О таком девушкам и думать-то неприлично! Устя, хоть и боярышня, а на скотном дворе была, знает, откуда дети берутся. Но чтоб так-то?
Два тела переплетались, в самых причудливых позах, блестели от пота, сталкивались с глухими влажными шлепками...
Устя руку ко рту прижала.
Кажется ей, что знает она, кто это...
Тела сместились чуточку.
И...
Мужчину она не знала. Мало ли их в палатах царских? А вот женщина ей знакома была.
Царица Марина.
Это ее кожа белая сейчас от пота блестела, ее косы черные мужчину, ровно змеи, обвивали, ее глаза...
Вот глаза и были самым страшным.
В какой-то момент Марина оказалась на кровати на четвереньках, мужчина сзади нее, а лицо Марины повернуто к стене с глазками смотровыми.
И царицыны глаза полностью чернотой затянуты. И только в глубине той черноты алый огонек горит. И улыбка ее... влажная, довольная... кажется Усте — или за алыми губками белые клыки поблескивают? Алчно, голодно...
Страшно...
* * *
В другое время Устя б в обморок упала. А сейчас — какое падать, когда падать, сейчас ей и выругаться нельзя было.
От глазка оторвалась, огляделась... хорошо хоть она в темноте видит, ровно кошка!
Бориса аж трясет... еще секунда и выдаст он себя, Устя по стене пошарила, рычаг нашла — и глазок закрыла.
Дернулся Борис, ровно опамятовал.
— Устя?!
— Ты в порядке? Боря?
Как-то после такого и не выговаривались отчества с титулами.
— Нет. Это... Марина?! Моя Марина?!
Устя голову опустила.
— Прости. Не знала я, что она тут.
Борис где стоял, там и опустился прямо на пол, на колени, согнулся вдвое...

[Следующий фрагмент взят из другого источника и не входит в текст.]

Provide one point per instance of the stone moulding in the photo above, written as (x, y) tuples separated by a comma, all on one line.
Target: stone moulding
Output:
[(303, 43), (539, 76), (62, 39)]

— Маринушка, Маринушка моя...
В глазах потемнело, ровно ночь настала, в голове помутилось... где он? Что он? Ничего не понятно... больно-то как!
Устя рядом опустилась, по голове его погладила, сначала осторожно, боялась, что оттолкнет, потом плюнула на приличия, обняла государя, прижалась всем телом.
— Тихо, тихо, Боренька... успокойся, родной мой, не надо, не стоит она того...
Устя и сама не помнила, что она там лепетала. Да хоть что! Хоть молитвы, хоть проклятия, лишь бы Боря опамятовал, в себя пришел, лишь бы пропало у него это выражение безнадежного отчаяния....
Любил он ее!
Ведьма там, не ведьма, колдовка... да хоть бы кто! Боря-то ее все одно любил! И немудрено!
Красивая, умная, хорошо с ней... какие тут еще привороты надобны? Может, и начиналось с него, но потом-то все настоящим было!
И сейчас вот такое увидеть — это как в душу плевок. Страшно это...
А еще более страшно, когда рядом с тобой скорчился, словно от страшной боли, сильный мужчина, любимый мужчина, единственный, и помочь ты ему не можешь.
Ничем.
Что тут сделаешь?
Только обнять и рядом быть, греть его, не отпускать в черноту лютую, на ухо шептать глупости, теплом своим делиться — вместе всегда теплее. Только это. Хотя бы это...
Наверное, не меньше часа прошло, прежде, чем Борис разогнуться смог, дышать начал... словно обручем железным грудь стянуло. Боль такая была, что и подумать страшно.
Теплые ладони по спине скользили, гладили, голос словно темноту рядом разгонял, и Борис шел на него. Шел, понимая, что другого-то и нет.
Не пойдет он сейчас?
Умрет, наверное.
А ему нельзя, никак нельзя... там его ждут и зовут, там кому-то будет без него очень плохо. Голос о чем-то говорил, просил, умолял — и столько боли в нем звенело, столько отчаяния... а Устя и правда с ума сходила.
Чутьем волхвы понимала она — не так все просто с ее мужчиной. Нет, не так все легко.